I have that $ f(x,t) = \frac{2x^2t}{(x^2 + t^2)^2}, t \in [0,1] $ and I am asked to show that $$ \lim_{x \downarrow 0} \int_0^1 f(x,t) \,dt \neq \int_0^1 \lim_{x \downarrow 0} f(x,t) \,dt $$
I have that the RHS is 1 and the LHS is 0.
I am struggling to answer is why this doesn't work in terms of interchanging the limit and the integral. I think it may be to do with the fact $f(x,t)$ doesn't converge uniformly to $f(x)$ but I don't know how to show this or if it is even the correct reason why the interchanged limit and integral aren't equal.
How would I prove $f_t(x)$ doesn't converge to $f(x)$ uniformly (that is assuming I have correctly identified why it doesn't work)?
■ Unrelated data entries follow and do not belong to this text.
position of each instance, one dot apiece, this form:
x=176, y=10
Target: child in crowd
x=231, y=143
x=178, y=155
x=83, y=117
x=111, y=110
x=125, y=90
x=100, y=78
Set $x=1/n$. Then you have $\displaystyle\int_0^1\frac{2(1/n)^2t}{( (1/n)^2 + t^2)^2}dt$ and the fact that the two integrals are not equal proves that the convergence of the integrand sequence is not uniform.
To do it from scratch, note that $f_n(t)=\frac{2(1/n)^2t}{( (1/n)^2 + t^2)^2}\to 0$ pointwise but with $t_n=1/n,$ we get $\frac{2/n^3}{2/n^4}=n\to \infty$ as $n\to \infty$, so the convergence is not uniform.